In this issue of Blood, Petersdorf et al demonstrate a new paradigm for hematopoietic cell transplantation (HCT) donor selection that has an impact on the risk of relapse of malignant disorders.1
Over the last decade, advances in molecular and cytogenetic testing have identified high-risk patients with malignant disorders who would benefit from allogeneic HCT. However, disease relapse after HCT, the most common cause of mortality after HCT, continues to be a major barrier for the success of HCT.2 The use of high-resolution and ultra–high-resolution molecular HLA typing has significantly improved the outcomes of HCT,3 and current donor selection uses sophisticated publicly available algorithms that incorporate classic HLA genes, including matching the β-chain of HLA class II antigens (HLA-DRB1, -DQB1, and -DPB1). However, matching at HLA-DQB1 has not been proved to make a clinical impact, and the role of α-chain matching, such as at HLA-DQA1, remains unclear.4-6 Because HLA-DQ heterodimers have an impact on the risk of autoimmune disorders, such as type 1 diabetes and celiac disease, determining their effect on HCT was clearly warranted.7
The authors evaluated the clinical implications of HLA-DQα and DQβ heterodimers after allogeneic HCT.1 The study involved 5164 HLA-DQ–matched and 520 HLA-DQ–mismatched patients and transplant donors. The authors defined heterodimer group 1 (G1) and group 2 (G2) genotypes based on the DQα and DQβ pairings. Trans-association of DQα and DQβ chains is possible for genes from the G1 and G2 genotypes, but not between G1 and G2 genotypes, meaning that a person may have up to 4 unique HLA-DQ molecules and thus up to 3 opportunities for HLA-DQ mismatches. These associations increase the diversity of molecules and therefore the HLA-DQ peptide repertoire, which in turn enhances CD4+ T-cell function. First, the authors evaluated the impact of G1 and G2 genotypes after HLA-matched transplantations and found that the presence of the G2 genotype was associated with higher rates of relapse and decreased disease-free survival. In fact, the risk increased with increased numbers of G2 genotypes; thus, both the number and nature of HLA-DQ molecules influenced the risk of relapse after HLA-matched HCT. The authors then studied the heterodimers in the HLA-DQ mismatched setting. The study again found that the number and kind of mismatched molecules had an impact on the risk of relapse after HCT. Therefore, both matched and mismatched G2 molecules increased risk of relapse after allogeneic HCT. These data are summarized in the figure.
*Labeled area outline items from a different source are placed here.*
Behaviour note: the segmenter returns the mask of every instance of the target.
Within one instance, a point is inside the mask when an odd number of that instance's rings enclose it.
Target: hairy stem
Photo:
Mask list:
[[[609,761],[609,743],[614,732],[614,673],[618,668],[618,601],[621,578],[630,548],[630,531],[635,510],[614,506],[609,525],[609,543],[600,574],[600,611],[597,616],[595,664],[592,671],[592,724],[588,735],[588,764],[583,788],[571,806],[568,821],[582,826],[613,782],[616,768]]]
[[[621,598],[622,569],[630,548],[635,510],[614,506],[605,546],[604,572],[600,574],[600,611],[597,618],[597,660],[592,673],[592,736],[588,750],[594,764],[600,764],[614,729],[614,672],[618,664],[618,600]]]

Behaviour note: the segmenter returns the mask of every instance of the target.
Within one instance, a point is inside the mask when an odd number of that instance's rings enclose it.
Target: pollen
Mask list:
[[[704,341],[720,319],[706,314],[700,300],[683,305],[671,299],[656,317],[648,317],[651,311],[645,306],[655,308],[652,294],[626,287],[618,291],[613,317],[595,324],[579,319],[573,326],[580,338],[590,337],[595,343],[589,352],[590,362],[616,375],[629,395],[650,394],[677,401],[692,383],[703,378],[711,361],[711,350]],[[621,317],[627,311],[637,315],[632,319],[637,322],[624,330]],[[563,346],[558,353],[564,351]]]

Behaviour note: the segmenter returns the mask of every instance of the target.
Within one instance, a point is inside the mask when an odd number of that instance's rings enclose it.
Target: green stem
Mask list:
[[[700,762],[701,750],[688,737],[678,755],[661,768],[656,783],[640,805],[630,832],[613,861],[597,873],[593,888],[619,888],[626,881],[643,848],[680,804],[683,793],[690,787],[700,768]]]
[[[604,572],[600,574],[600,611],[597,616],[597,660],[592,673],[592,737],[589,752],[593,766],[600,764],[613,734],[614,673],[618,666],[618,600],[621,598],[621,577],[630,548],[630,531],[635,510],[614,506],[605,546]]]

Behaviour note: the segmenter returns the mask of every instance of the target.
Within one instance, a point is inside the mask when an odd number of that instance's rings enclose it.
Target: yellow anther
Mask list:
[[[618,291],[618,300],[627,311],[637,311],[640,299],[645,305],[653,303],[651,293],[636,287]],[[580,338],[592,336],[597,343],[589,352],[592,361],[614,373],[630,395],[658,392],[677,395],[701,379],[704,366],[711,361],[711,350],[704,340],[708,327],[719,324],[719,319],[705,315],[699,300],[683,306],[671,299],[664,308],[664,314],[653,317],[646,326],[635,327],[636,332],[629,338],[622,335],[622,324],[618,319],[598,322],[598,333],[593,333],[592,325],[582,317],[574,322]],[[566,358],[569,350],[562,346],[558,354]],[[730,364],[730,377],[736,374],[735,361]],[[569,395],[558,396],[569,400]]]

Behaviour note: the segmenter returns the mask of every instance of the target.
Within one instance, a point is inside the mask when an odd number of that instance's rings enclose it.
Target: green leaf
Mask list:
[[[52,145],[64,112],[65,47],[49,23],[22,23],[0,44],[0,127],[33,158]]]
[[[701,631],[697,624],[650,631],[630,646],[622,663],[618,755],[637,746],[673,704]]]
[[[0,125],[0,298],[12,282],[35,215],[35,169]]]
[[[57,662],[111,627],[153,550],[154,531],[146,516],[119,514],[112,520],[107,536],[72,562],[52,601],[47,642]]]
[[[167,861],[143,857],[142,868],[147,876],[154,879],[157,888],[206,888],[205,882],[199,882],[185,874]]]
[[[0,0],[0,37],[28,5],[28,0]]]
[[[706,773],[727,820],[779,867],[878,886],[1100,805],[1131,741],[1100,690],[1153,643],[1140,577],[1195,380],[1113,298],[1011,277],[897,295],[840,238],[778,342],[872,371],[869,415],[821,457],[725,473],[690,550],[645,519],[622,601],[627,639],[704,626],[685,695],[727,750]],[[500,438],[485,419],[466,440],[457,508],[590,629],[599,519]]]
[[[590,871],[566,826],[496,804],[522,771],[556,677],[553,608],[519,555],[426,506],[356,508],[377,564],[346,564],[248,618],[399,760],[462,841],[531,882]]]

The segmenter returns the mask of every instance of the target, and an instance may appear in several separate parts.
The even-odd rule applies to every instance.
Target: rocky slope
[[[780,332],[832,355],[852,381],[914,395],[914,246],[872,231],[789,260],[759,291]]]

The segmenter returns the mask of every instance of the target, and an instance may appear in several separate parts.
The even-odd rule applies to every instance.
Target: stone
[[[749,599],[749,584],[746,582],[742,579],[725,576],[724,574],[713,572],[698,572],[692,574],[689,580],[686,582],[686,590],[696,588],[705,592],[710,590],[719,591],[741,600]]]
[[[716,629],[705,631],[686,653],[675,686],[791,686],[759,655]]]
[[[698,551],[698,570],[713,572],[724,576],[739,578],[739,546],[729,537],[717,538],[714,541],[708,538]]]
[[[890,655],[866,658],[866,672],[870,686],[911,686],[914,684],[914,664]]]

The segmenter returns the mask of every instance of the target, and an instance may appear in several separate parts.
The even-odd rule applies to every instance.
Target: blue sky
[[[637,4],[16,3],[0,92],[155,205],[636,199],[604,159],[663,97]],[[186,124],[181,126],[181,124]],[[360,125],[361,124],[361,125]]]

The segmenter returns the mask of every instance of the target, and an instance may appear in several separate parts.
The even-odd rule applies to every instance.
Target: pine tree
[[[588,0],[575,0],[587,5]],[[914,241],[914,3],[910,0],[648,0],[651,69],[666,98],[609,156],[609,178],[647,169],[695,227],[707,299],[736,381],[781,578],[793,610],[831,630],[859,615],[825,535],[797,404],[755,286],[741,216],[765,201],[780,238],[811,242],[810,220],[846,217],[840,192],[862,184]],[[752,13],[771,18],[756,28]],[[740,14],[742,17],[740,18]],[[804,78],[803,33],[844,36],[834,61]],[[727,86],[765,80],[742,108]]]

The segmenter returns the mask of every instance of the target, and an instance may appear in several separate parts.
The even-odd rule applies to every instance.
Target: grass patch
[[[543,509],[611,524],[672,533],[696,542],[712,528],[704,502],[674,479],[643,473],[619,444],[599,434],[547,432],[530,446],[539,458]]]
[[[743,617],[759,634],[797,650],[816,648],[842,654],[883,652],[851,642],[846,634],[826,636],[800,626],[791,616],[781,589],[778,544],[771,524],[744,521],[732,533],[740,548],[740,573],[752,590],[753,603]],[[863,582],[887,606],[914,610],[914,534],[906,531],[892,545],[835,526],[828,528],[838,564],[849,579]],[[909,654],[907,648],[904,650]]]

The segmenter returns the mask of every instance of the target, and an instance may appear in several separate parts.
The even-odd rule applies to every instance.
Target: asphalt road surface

The data presented by Petersdorf et al represent a novel paradigm for HLA-DQ, which distinguishes it from other class II antigens. This paradigm has the potential to impact transplantation outcomes for both matched and mismatched patients. HLA typing can be expanded to include additional information regarding HLA-DQ heterodimers, and more attention could be placed on HLA-DQ matching when selecting a donor. For HLA-matched transplants, patients with G2 genotypes who have high-risk disease might benefit from alternative strategies to reduce risk of relapse, such as discontinuing immunosuppressives sooner. When relying on a mismatched transplant, limiting the number of mismatched G2 genotypes could have an impact on the risk of relapse. Many patients, especially minorities, do not have the luxury of multiple donor options, but these findings could help select between 2 equally matched donors. Could a patient with very–high-risk disease benefit more from a mismatched G1 donor rather than a matched G2 donor?
The biological rationale for why the presence of the G2 genotype is associated with higher relapse rates is not obvious and warrants further investigation. There was no association of the G2 genotype and graft-versus-host disease (GVHD) in either matched or unmatched transplants. However, for malignant disorders, HCT is the most validated immunotherapy because of the graft-versus-tumor (GVT) effect, and it has been tethered to GVHD; these have been difficult to isolate from each other. The fact that HLA-DQ heterodimers have an impact only on GVT suggests that this could be a preemptive method for separating GVT and GVHD. Furthermore, these data also suggest that an exogenous source of help from CD4+ T cells provided through the allogeneic graft or at large through a cellular therapy may be the best way to reverse exhaustion of endogenous tumor-specific CD8+ T cells and revive antitumor immunity, as has been shown recently after haploidentical transplantation using posttransplant cyclophosphamide.8 HLA donor selection algorithms can now be updated to incorporate this new information to better our patients’ outcomes.
The next frontier is to dissect the immunologic role of the G2 genotype after HCT, which may provide insights into the unique biology of GVT. Once this concept is better understood, the strategy can be applied to HLA haploidentical transplants. This newly gained knowledge may have implications for cellular therapies beyond HCT.
Conflict-of-interest disclosure: The authors declare no competing financial interests.